I am surfing the web trying to learn more about AI and every article talks about AI Agents.
Can anyone in this forum help me understand what an AI Agent is and why they are gaining so much popularity?
I read that AI Agents are software programmes that perform tasks autonomously by observing and interacting with the envirnment (similar to the way humans behave). It seems like these AI Agents are able to work with minimal human input and everybody says that they are the next era of AI.
Can anyone please point me to some good articles about what AI Agents do, type of AI Agents and more importantly where we can currently find AI Agents in the real worlds?
Thanks
We’re ready to answer them, as long as they’re not too difficult! 😊
Andrés, thank you for your suggestion. I’ll respond through this post with a brief summary of the basics about AI Agents. This weekend, I’ll make sure to publish something more comprehensive. Of course, any other member of the forum is welcome to contribute anything they find interesting about AI Agents. An AI agent is an autonomous system designed to perform specific tasks or solve problems in a given environment using artificial intelligence (AI) techniques.

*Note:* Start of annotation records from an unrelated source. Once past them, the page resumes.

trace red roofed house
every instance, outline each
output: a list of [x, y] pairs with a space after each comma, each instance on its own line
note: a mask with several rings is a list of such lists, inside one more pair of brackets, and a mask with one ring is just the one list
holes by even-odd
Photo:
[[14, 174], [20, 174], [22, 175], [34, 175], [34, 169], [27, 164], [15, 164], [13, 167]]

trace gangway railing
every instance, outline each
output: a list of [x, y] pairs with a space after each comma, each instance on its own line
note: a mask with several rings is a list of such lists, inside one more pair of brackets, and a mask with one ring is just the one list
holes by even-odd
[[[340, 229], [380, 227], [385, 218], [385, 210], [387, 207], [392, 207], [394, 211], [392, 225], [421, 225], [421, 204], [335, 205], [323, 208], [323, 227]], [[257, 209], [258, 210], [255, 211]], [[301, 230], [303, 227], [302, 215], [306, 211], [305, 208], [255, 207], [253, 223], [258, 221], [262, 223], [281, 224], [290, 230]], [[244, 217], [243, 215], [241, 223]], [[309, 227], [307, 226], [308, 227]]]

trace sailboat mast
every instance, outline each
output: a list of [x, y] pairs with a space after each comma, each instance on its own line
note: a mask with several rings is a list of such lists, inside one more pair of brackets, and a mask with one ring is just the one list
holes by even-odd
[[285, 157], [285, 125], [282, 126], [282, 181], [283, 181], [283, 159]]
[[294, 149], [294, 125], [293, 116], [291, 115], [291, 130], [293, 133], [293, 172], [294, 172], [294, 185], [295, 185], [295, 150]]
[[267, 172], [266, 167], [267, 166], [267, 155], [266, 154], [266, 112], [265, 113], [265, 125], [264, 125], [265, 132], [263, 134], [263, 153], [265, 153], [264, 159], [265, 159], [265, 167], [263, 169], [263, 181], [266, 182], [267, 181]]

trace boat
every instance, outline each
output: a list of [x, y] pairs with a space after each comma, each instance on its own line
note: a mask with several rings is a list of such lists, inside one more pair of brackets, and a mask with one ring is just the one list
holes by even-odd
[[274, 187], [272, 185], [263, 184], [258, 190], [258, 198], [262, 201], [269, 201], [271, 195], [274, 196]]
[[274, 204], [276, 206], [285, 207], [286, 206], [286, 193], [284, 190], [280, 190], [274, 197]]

These agents can interact with their surroundings, make decisions based on data or perceptions, and, in many cases, learn and adapt over time.
Key Components of an AI Agent
Perception:
Collects information from the environment through sensors or provided data.
Examples:
An agent in a game can "perceive" the state of the board.
A chatbot can receive text as input from a user.
Decision-Making:
Processes the perceived information and determines the most appropriate action according to a predefined goal.
This usually involves decision-making algorithms, such as:
Symbolic logic.
Neural networks.
Reinforcement learning models.
Actuation:
Performs actions in the environment using "effectors," such as sending commands, generating responses, or making changes to the system.
Examples:
Responding to a user query.
Controlling a robot to move toward a destination.
Memory or Learning:
Stores past experiences and learns from them to improve future performance.
May employ techniques like supervised, unsupervised, or reinforcement learning.
Goal:
Each agent has a defined purpose or set of goals that guide its behavior.
Example: A virtual assistant aims to help the user by answering questions efficiently.
Types of AI Agents
Reactive Agents:
Respond directly to stimuli from the environment without memory of past events.
Example: A smart thermostat that adjusts the temperature based on the current measurement.
Model-Based Agents:
Have an internal representation of the world to predict and plan future actions.
Example: Agents in video games that anticipate player movements.
Learning Agents:
Improve their performance over time using machine learning techniques.
Example: A self-driving car that adjusts its behavior based on millions of kilometers of training data.
Multi-Agent Systems (MAS):
A set of agents that collaborate or compete to achieve individual or collective objectives.
Example: Intelligent traffic systems where different autonomous cars interact to optimize traffic flow.
Applications of AI Agents
Virtual Assistants: Examples like Siri, Alexa, and Google Assistant interact with users to perform daily tasks.
Business Automation:
Customer service bots, such as those from Zendesk or Intercom.
Automated negotiation agents in financial markets.
Gaming: Agents acting as opponents or allies in video games, such as in strategy games.
Robotics: Autonomous robots for manufacturing or exploration tasks.
Science and Medicine: Agents that analyze clinical data to make diagnoses or suggest treatments.
Example of How an AI Agent Works
Suppose a chatbot is designed to handle technical support queries:
Perception: The user types: "My printer isn't working."
Decision-Making: The agent processes the text, classifies it as a hardware issue, and searches for solutions in a database.
Actuation: Responds: "Have you tried restarting the printer? If that doesn’t work, follow these steps…"
Learning: If the user rates the interaction negatively, the agent adjusts its response for future cases.
In summary, an AI agent is an autonomous entity capable of perceiving, reasoning, and acting in an environment to achieve specific goals. Their versatility and learning capabilities make them fundamental in a wide range of modern technological applications.